Monday, June 13, 2011

Diversion 2.0 Thirty Day Song Challenge -- Day 4: A Song That Makes You Sad

NOTE: This post contains MAJOR spoilers for the TV show Cowboy Bebop, specifically the episode “The Real Folk Blues (Part 2).” That said, it’s been on Cartoon Network’s Adult Swim since the programming block’s inception almost ten years ago, so you’ve had time to catch it in a rerun.

During my junior year of high school, I was deeply in love with a girl I met at summer camp (yes, I am that kind of guy, thankyouverymuch). She lived in Dillon at the time, which is a good three hours from Bozeman, but that was no big deal. Why, you ask? Speech and debate, of course! That’s right, I joined an extracurricular activity that would give me years of memories and life skills so that I could chase a girl. Jealous you’re not me yet?

As I was saying, I joined Speech and Debate so that we could see each other during meets. She generally made finals, and I generally didn’t, so I had many opportunities to show her some emotional support during competition (I also learned a great deal about Expository speaking). When state came around, I had a great idea: travel to Corvallis (no mean feat) and watch her perform in what must surely be her finest hour! What could possibly go wrong?!

Long story short: plans went awry, I was forced to return early, and our relationship was never the same again.

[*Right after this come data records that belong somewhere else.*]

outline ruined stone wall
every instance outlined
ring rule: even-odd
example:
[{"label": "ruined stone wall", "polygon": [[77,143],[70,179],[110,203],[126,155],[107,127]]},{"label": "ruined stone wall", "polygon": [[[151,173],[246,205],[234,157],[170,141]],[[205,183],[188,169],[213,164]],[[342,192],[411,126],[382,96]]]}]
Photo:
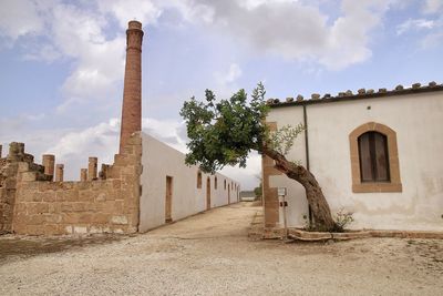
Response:
[{"label": "ruined stone wall", "polygon": [[12,231],[12,214],[16,204],[17,174],[23,167],[32,172],[34,180],[45,181],[44,167],[24,153],[24,144],[13,142],[7,157],[0,159],[0,234]]},{"label": "ruined stone wall", "polygon": [[115,155],[106,180],[81,182],[38,181],[32,165],[18,163],[12,231],[28,235],[137,232],[141,154],[142,141],[134,134]]}]

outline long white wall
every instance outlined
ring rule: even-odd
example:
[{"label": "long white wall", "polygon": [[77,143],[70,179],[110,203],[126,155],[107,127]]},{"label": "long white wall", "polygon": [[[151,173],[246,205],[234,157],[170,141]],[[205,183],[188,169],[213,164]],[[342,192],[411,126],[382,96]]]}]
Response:
[{"label": "long white wall", "polygon": [[[240,186],[222,174],[202,173],[202,188],[197,188],[197,166],[187,166],[185,155],[143,133],[142,196],[140,201],[140,232],[165,224],[166,176],[173,177],[172,220],[177,221],[206,211],[207,180],[210,181],[210,207],[238,202]],[[215,188],[217,178],[217,188]],[[226,190],[225,190],[226,181]],[[230,192],[228,191],[230,190]]]},{"label": "long white wall", "polygon": [[[307,114],[310,171],[333,213],[353,212],[353,228],[443,229],[443,92],[311,104]],[[302,106],[272,109],[267,121],[296,125]],[[367,122],[396,132],[401,193],[352,192],[349,134]],[[306,165],[303,135],[296,141],[289,159]],[[289,225],[303,226],[303,188],[286,176],[271,176],[270,185],[288,187]]]}]

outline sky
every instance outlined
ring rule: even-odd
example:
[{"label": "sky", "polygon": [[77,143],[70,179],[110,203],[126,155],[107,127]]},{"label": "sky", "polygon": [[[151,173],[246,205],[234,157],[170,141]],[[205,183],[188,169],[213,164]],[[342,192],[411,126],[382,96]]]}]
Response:
[{"label": "sky", "polygon": [[[119,149],[125,30],[143,23],[143,131],[186,152],[184,101],[442,83],[443,0],[0,0],[0,143],[65,180]],[[258,185],[260,157],[222,173]]]}]

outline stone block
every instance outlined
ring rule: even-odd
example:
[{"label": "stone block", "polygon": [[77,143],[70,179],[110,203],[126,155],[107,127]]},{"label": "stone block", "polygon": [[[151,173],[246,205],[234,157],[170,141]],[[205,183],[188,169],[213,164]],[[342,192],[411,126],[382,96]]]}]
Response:
[{"label": "stone block", "polygon": [[70,212],[73,212],[73,211],[74,211],[74,206],[73,206],[72,203],[66,203],[66,202],[64,202],[64,203],[61,203],[60,211],[61,211],[62,213],[70,213]]},{"label": "stone block", "polygon": [[91,216],[91,223],[93,224],[106,224],[111,220],[111,216],[109,214],[103,214],[103,213],[95,213]]},{"label": "stone block", "polygon": [[127,217],[126,216],[113,216],[111,218],[111,223],[117,224],[117,225],[126,225],[127,224]]},{"label": "stone block", "polygon": [[25,234],[28,235],[43,235],[44,228],[41,225],[27,225]]},{"label": "stone block", "polygon": [[19,173],[24,173],[24,172],[28,172],[29,171],[29,163],[27,163],[27,162],[20,162],[19,164],[18,164],[18,172]]},{"label": "stone block", "polygon": [[79,223],[79,214],[78,213],[62,213],[62,223],[64,224],[75,224]]},{"label": "stone block", "polygon": [[44,215],[44,222],[50,223],[50,224],[61,223],[62,222],[62,215],[60,215],[60,214]]},{"label": "stone block", "polygon": [[[45,192],[45,193],[35,192],[34,193],[34,197],[37,198],[39,196],[40,196],[40,201],[43,201],[43,202],[51,202],[52,203],[52,202],[56,201],[55,192],[53,192],[53,191],[49,191],[49,192]],[[35,202],[38,202],[38,201],[35,201]]]},{"label": "stone block", "polygon": [[72,211],[73,212],[84,212],[85,203],[72,203]]},{"label": "stone block", "polygon": [[87,227],[86,226],[74,226],[73,233],[75,234],[86,234],[87,233]]}]

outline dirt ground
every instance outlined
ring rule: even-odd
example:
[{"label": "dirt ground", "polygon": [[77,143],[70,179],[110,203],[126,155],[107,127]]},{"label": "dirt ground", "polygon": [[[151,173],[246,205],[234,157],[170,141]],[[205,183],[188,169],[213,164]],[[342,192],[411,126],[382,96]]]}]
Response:
[{"label": "dirt ground", "polygon": [[1,236],[0,295],[443,295],[443,241],[250,241],[257,211],[133,236]]}]

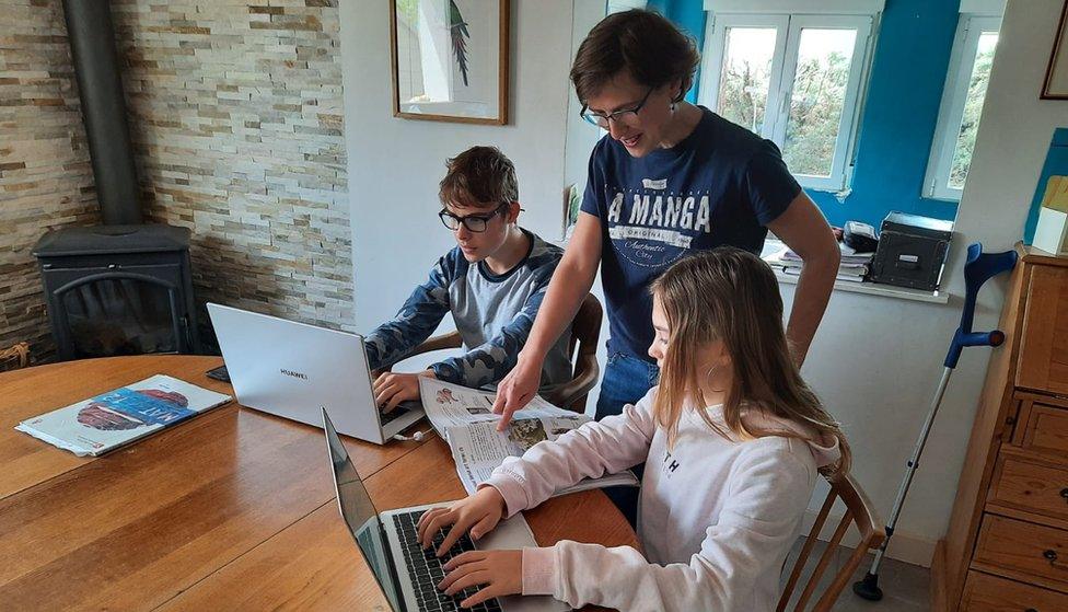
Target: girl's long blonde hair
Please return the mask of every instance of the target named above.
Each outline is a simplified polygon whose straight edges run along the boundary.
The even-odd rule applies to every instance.
[[[849,444],[838,423],[809,389],[790,356],[782,328],[782,298],[775,273],[756,255],[721,246],[677,262],[652,284],[668,319],[670,335],[653,403],[657,423],[673,442],[687,403],[706,406],[698,371],[698,350],[721,339],[731,357],[732,383],[723,402],[723,425],[742,439],[783,430],[746,429],[743,409],[808,426],[823,437],[837,438],[841,459],[833,471],[847,472]],[[729,438],[720,424],[698,409],[713,431]]]

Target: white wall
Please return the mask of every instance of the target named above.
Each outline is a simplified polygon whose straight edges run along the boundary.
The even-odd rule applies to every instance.
[[[396,119],[390,106],[387,2],[341,3],[346,138],[352,204],[357,327],[392,315],[433,261],[451,246],[434,212],[446,157],[492,143],[519,170],[523,223],[559,232],[571,2],[516,0],[512,18],[512,109],[506,127]],[[1038,91],[1061,0],[1011,0],[948,264],[948,305],[836,292],[803,373],[843,420],[855,473],[885,518],[941,374],[963,295],[966,245],[1012,246],[1053,129],[1068,102]],[[903,93],[907,94],[907,93]],[[783,285],[783,299],[793,298]],[[980,296],[976,330],[997,323],[1003,281]],[[927,564],[945,532],[989,349],[964,353],[947,392],[890,555]],[[603,363],[602,355],[602,363]],[[595,396],[595,395],[594,395]]]
[[[883,517],[941,376],[959,323],[965,247],[1011,249],[1023,235],[1038,171],[1068,103],[1038,99],[1061,0],[1011,0],[1001,26],[971,172],[956,221],[945,307],[835,293],[803,373],[845,423],[855,473]],[[984,287],[975,330],[997,325],[1005,278]],[[783,287],[791,300],[793,287]],[[929,563],[947,530],[990,349],[964,351],[913,483],[890,555]],[[895,552],[895,547],[897,549]]]
[[[515,163],[520,223],[559,238],[571,2],[512,2],[511,119],[473,126],[392,116],[390,3],[341,2],[345,132],[351,193],[357,328],[392,316],[455,245],[438,220],[446,158],[474,145]],[[562,24],[562,25],[561,25]]]

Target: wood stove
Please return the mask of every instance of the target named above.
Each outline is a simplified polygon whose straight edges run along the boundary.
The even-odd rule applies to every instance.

The Seatbelts and Mai Yamane – “Blue”

“Blue” is a song from the soundtrack to a TV series called Cowboy Bebop, and is the final moment of the series. During the last episode, the main character, Spike, confronts and his former-friend-turned-foe Vicious, killing him, but dying himself in the process. “Blue” is the song that plays over the ending credits, a haunting, bluesy track of alternating beauty and melancholy, and a perfect accompaniment to such a bittersweet ending.

I had purchased the Bebop soundtrack before going to Corvallis, listening to it much of the way there. I don’t remember actually returning to Bozeman, but I remember sitting in my room, listening to this song on repeat.

What makes “Blue” so powerful is how it isn’t overtly sad—it’s the song’s feeling of finality, of release. For me, it’s the sensation of a new perspective, and of looking back on the old one, better understanding everything, but not able to change anything. It’s the look your first love gives you as she walks towards her new husband at the altar, or a half-smile from your best friend as he leaves forever.

I know for a fact that most people won’t quite connect with this one as much, but this song just gets me right here.